The most significant of these efforts is the Rural Health Transformation Program, established last year in President Trump and the Republican Congress’ signature One Big Beautiful Bill Act. This $50 billion program represents the largest investment ever dedicated specifically to rural health, far exceeding the scale of prior grant programs. States that receive awards can use these resources to modernize and stabilize their rural health systems.

The program allows states to invest in innovative care models tailored to rural realities — whether expanding outpatient capacity, strengthening the health care workforce, or upgrading aging facilities. Instead of imposing a one-size-fits-all approach, the program gives states the flexibility to design reforms that reflect local needs and constraints.

Although media attention has shifted elsewhere, the White House and congressional leaders should continue to emphasize the long-term importance of this investment. The program addresses a foundational weakness in America’s health system and delivers tangible support to rural communities that have too often been left behind.

As part of the recently enacted FY 2026 appropriations legislation, Congress also extended Medicare telehealth flexibilities through December 31, 2027, delaying a return to statutory barriers that once limited access to telehealth services. Telehealth allows patients to connect with specialists, receive mental health services, and manage chronic diseases without traveling hours for an appointment.
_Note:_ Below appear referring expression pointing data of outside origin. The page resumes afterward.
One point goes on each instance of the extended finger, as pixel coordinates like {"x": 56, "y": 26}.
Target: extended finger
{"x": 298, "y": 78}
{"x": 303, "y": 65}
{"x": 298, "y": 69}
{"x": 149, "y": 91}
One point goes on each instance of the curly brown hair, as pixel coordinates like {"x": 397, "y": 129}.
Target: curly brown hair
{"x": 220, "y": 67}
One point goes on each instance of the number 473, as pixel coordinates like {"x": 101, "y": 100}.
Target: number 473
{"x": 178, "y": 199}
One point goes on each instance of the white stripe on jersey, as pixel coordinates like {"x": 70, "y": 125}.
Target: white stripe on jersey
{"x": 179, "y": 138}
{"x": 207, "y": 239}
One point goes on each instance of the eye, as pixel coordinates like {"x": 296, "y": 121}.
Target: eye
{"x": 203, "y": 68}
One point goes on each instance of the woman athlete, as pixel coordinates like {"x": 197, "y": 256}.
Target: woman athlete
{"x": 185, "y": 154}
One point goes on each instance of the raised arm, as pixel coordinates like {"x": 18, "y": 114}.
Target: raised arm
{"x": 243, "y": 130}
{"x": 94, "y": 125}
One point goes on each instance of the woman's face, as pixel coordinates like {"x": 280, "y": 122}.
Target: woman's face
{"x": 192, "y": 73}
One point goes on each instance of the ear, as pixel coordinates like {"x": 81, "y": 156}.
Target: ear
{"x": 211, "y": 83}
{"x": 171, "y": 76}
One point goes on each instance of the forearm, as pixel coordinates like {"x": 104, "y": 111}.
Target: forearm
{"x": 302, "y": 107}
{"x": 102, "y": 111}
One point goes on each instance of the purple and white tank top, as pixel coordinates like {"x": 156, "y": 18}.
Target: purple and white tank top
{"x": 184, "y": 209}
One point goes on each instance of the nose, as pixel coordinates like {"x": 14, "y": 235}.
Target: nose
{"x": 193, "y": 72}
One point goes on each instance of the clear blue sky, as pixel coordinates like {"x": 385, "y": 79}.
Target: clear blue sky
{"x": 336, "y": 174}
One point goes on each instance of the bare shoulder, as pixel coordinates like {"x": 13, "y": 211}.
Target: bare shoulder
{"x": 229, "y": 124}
In communities facing persistent provider shortages, telehealth has become not a convenience but a lifeline — a bridge over miles of empty road, connecting rural patients to care that would otherwise remain out of reach.

The FY 2026 appropriations legislation also reauthorized the Acute Hospital Care at Home initiative, which allows eligible patients to receive hospital-level care in their own homes. This approach reduces costs, eases pressure on rural hospitals with limited capacity, and improves patient satisfaction. For small hospitals struggling to keep beds staffed and doors open, Acute Hospital Care at Home offers a practical way to deliver high-quality care while preserving local access.

RELATED: Trump’s economic numbers look good so far, but you wouldn’t know from reading the news

Finally, although Congress has not yet enacted it into law, lawmakers are working to reauthorize the Rural Health Care Services Outreach Program. This program supports community-based efforts to expand access to care, strengthen coordination among providers, and address persistent service gaps. Its grants help rural health systems collaborate across institutions and tailor solutions for populations that too often fall through the cracks.

Taken together, these reforms do not promise a quick cure — but they do offer a realistic treatment plan. They don’t strengthen rural health care because it’s easy; they make it easier because rural health care must be strong. While these efforts will not eliminate every challenge rural communities face, they are designed to deliver tangible improvements that deserve recognition.

By expanding flexibility, encouraging innovation, and meeting rural communities where they are, policymakers have begun to confront the unique realities of rural health care. Yet as the news cycle moves on, these achievements risk being overlooked. Policymakers in both Congress and the executive branch should resist the urge to rush to the next challenge and instead highlight the significance of these steps in the right direction.